The Committee’s report cites the lack of official data held by the Government relating to social care and says it believes that the Government does not know what the potential monetary benefits of a reformed system might be and cannot assess which social care reform interventions would result in the highest returns.
MPs fear that reforms will continue to be frustrated by concerns about the expense, unless there is a robust understanding at the centre of government of the cost of doing nothing. They warn that ignoring the cost of the status quo would leave us all continuing to pay “a high price for a failing system”.
MPs want the Government to commission research to fully quantify the cost of continued inaction and call on it to publish data including an annual assessment of the level of unmet care needs for adults, as well as an annually published official estimate detailing how much delayed discharges are costing the NHS.

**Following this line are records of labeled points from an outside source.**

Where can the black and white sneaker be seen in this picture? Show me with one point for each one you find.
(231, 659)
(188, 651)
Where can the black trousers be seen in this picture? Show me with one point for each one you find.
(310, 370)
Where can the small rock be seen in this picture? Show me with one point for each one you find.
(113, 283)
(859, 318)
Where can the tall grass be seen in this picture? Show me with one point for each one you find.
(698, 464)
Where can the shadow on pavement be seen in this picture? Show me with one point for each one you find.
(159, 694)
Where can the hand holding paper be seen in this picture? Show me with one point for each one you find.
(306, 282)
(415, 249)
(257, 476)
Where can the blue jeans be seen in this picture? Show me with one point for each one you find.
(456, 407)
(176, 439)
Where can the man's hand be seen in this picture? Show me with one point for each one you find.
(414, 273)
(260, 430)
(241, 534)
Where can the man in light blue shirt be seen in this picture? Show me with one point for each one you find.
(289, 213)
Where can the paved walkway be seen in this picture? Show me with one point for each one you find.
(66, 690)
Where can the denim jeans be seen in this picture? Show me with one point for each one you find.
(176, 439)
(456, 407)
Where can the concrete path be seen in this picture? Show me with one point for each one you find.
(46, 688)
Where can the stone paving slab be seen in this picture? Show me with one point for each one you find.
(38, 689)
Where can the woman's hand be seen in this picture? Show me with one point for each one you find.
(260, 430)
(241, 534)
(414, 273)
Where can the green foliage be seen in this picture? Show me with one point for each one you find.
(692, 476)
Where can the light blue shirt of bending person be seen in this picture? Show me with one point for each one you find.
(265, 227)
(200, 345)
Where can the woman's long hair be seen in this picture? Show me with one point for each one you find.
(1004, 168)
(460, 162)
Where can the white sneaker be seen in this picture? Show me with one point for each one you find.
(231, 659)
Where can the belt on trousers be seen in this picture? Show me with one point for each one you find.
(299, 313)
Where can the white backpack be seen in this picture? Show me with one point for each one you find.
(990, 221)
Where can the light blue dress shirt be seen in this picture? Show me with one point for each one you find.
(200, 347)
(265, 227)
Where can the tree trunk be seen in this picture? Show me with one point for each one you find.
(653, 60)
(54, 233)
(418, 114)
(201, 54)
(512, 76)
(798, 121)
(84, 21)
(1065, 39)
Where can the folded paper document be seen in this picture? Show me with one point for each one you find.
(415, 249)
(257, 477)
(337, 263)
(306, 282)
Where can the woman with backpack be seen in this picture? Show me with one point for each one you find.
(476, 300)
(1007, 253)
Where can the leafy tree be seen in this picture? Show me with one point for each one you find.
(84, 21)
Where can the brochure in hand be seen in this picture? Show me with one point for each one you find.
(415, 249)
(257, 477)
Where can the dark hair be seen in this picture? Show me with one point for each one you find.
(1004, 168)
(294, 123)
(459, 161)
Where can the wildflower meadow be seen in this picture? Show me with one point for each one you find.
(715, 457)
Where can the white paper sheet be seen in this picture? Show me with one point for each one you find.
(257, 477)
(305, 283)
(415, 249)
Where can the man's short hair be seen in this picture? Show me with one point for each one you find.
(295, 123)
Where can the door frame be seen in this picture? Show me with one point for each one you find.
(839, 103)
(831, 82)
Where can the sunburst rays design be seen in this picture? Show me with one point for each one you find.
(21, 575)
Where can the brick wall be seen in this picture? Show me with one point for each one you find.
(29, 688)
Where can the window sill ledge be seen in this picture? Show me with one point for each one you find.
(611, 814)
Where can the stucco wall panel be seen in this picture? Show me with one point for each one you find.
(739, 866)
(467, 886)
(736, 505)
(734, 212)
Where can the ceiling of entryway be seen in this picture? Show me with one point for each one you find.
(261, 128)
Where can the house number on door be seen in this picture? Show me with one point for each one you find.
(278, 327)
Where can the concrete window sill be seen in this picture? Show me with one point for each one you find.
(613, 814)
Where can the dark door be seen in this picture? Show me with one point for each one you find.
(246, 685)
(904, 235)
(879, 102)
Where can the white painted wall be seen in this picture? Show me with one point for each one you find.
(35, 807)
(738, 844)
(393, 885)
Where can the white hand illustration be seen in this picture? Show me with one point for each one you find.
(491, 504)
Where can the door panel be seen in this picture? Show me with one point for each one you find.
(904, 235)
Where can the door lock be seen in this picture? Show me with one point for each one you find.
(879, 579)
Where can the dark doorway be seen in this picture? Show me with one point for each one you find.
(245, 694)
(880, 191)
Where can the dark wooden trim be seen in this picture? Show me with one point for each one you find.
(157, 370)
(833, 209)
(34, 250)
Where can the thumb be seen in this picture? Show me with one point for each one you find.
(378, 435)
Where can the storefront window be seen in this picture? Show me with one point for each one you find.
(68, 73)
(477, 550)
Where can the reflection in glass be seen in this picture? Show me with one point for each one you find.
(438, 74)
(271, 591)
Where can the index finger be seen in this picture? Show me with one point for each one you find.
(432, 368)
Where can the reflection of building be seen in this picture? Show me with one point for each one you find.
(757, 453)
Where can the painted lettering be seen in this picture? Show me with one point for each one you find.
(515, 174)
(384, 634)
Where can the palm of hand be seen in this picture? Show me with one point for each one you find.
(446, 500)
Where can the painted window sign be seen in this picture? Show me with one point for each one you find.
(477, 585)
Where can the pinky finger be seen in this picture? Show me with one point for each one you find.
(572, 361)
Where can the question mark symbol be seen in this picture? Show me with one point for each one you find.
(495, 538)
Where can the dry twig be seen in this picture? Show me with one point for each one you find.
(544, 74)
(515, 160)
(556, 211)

The Committee’s report sets out how the existing adult social care (ASC) system is not meeting the needs of the population and “the Government and taxpayers are currently paying £32 billion a year for a broken system”.
MPs highlight that this is despite the enormous contribution by unpaid carers, who provide care worth £184 billion a year, "equivalent to a second NHS", and who are bearing the highest cost from failures to reform adult social care.
The broken system is also straining local authorities’ budgets with an increasingly high proportion of spending on adult social care, which MPs state is crowding out spending on other services, such as fixing potholes, keeping libraries open and providing youth services.
MPs also point to the impact of the status quo on the NHS and say that social care reform is an integral part of NHS reforms and cannot be a separate process. The Committee urges Baroness Casey, in her first report, to set out the immediate steps that the Government needs to take to ensure the adult social care sector can play its vital part in the three shifts for NHS reform.
Chair of the Health and Social Care Committee, Layla Moran MP, said successive governments have shied away from implementing meaningful reforms to the social care system.
“This is an active choice that is no longer tenable. We are living with a broken social care system. It is not providing adequate care to the people who need it, it is creating ever increasing costs for local authorities and the NHS, and it is putting unsustainable pressure on unpaid carers, many of whom have to leave work to care for loved ones. Meanwhile, many paid carers are living in poverty and needing state support in the form of Universal Credit.
“Inaction, and the current state of affairs, are harming those who need care, the people delivering care, the NHS, local government, the Treasury, and the economy.”
Speaking in response to the report, Cllr David Fothergill, Chairman of the Local Government Association’s Community and Wellbeing Board, said the Government must account for this in its decisions on implementing the Casey Commission recommendations.
“These costs impact councils, providers, the wider sector and – most important of all - people who draw on adult social care.
“This intervention comes at a helpful time, just as the Commission gets underway, and we support many of the recommendations it makes, especially around workforce and pay, unpaid carers, overall funding and stability.
“This needs to be accompanied by an acceleration in the pace of change – while it’s right not to rush this – ten years is an incredibly long time to wait for the reform.”